It’s still painful getting to Apapa after Sanwo-Olu’s 100 days promise
With a promise-full campaign season that heralded the general elections in February, Lagos residents anticipated a state free of stress, especially with traffic gridlocks since the swearing-in of Governor Babajide Sanwo-Olu.
But only little seems to have changed more than 100 days since the new administration began its tenure. Lagos residents across the five divisions of the state – Ikorodu, Badagary, Ikeja, Lagos Island and Epe – have continued to spend needless hours on the road due to traffic, contrary to Sanwo-Olu’s promise, even with the rollout of Executive Orders on traffic management.
Although the state government has begun the rehabilitation of roads, which Sanwo-Olu said were the major cause of traffic in Lagos metropolis, his promise of easing the traffic in one of the city’s most gridlocked axis – Apapa-Oshodi Expressway – within 100 days of his government has fallen flat.
“I spent six hours in traffic between Oshodi and Okota earlier this month,” a digital media strategist, Olamipe Olanrewaju told The Guardian. “The inner street route I used every day because of the traffic on the expressway was completely jammed.”
Unfortunately, the expressway, presently undergoing some rehabilitation, is important to the nation’s economy as it connects to the country’s most viable ports. It is estimated that the gridlock in the area bleeds the economy to $10 billion annually.
During a televised governorship debate, Sanwo-Olu said he identified 62 gridlocks in the state, stating that some were “low-hanging” traffic problems, which can be resolved within the “first 60 days” in office.
“So first 60 days is to solve the ones that are low-hanging, about 20 or 22 of them,” he promised, adding that there are other gridlocks, which are “medium and long term” traffic problems. He did not mention if the Apapa gridlock was part of it.
However, the governor categorically said he will “tackle” the Apapa gridlock within his first 100 days in office.
“In the first 100 days, I will tackle the gridlock in Apapa, I will need to clear out all the traffic and all the trailers on top of Apapa bridge and I will ensure that we do not see the nightmare anymore,” he promised during the debate.
Soon after he was sworn in, the governor and his deputy, Obafemi Hamzat, visited sections of the road to signal his intention to rid it of traffic. His initial efforts were complemented by the Federal Government, when it ordered on May 22, “the immediate removal of all trucks from the bridges and roads within Apapa and all adjoining streets leading into the Apapa axis.”
The Guardian checks on the route a few weeks after the federal government order showed that the tankers and trailers have returned to some sections of the road. Freight trucks and petrol tankers were still seen parked on the expressway on Wednesday morning, a queue that could be seen extending to Ijesha bus stop, about 10 kilometres from Apapa.
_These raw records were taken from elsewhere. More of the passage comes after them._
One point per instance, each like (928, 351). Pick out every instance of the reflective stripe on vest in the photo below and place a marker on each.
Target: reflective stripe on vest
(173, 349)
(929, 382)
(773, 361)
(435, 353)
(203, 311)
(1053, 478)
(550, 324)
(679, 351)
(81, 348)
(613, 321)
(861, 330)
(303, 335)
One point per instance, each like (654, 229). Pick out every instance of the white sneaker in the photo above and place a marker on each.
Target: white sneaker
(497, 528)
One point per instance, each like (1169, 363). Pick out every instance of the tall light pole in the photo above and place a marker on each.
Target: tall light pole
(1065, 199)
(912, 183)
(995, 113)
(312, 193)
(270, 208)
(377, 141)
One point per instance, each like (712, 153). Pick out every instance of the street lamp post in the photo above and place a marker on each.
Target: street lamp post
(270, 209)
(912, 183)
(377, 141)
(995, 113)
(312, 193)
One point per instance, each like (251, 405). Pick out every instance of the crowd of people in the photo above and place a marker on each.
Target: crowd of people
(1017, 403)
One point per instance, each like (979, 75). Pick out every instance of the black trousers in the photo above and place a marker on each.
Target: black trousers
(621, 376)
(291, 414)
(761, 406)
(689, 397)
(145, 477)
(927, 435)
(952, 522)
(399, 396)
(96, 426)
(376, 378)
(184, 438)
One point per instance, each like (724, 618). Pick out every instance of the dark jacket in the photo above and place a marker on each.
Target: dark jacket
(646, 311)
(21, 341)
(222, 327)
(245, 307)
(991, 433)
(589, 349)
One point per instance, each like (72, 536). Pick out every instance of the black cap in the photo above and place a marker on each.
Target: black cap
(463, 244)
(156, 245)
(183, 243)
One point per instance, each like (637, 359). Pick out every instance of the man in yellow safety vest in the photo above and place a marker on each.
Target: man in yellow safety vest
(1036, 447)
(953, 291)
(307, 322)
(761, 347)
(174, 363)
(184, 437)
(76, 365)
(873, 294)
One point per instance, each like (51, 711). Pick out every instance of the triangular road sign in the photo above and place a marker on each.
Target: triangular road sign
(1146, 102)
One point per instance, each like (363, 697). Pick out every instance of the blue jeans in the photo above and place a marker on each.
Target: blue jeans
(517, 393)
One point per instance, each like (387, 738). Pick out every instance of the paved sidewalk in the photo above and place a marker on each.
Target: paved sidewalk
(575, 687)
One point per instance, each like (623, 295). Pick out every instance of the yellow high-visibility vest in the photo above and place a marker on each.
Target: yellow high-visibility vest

The traffic on the stretch of the road between Apapa and Oshodi is further aggravated by the ongoing reconstruction of the busy highway. But Oshodi-Apapa Expressway has not always been synonymous with gridlocks. Google Satellite images showed that the expressway was largely free of traffic jams and had smooth surfaces as at March 2017.
A resident of Festac Town said the problem began when the truckers heading to the Apapa ports, running away from bad roads in Apapa started parking on the roads and bridges inward Apapa.
“I have been here for 14 days,” a truck driver, Abdulahmeed Mohammed, who came to Lagos from Kano, told The Guardian.
“It was not like this before,” another driver Saheed said.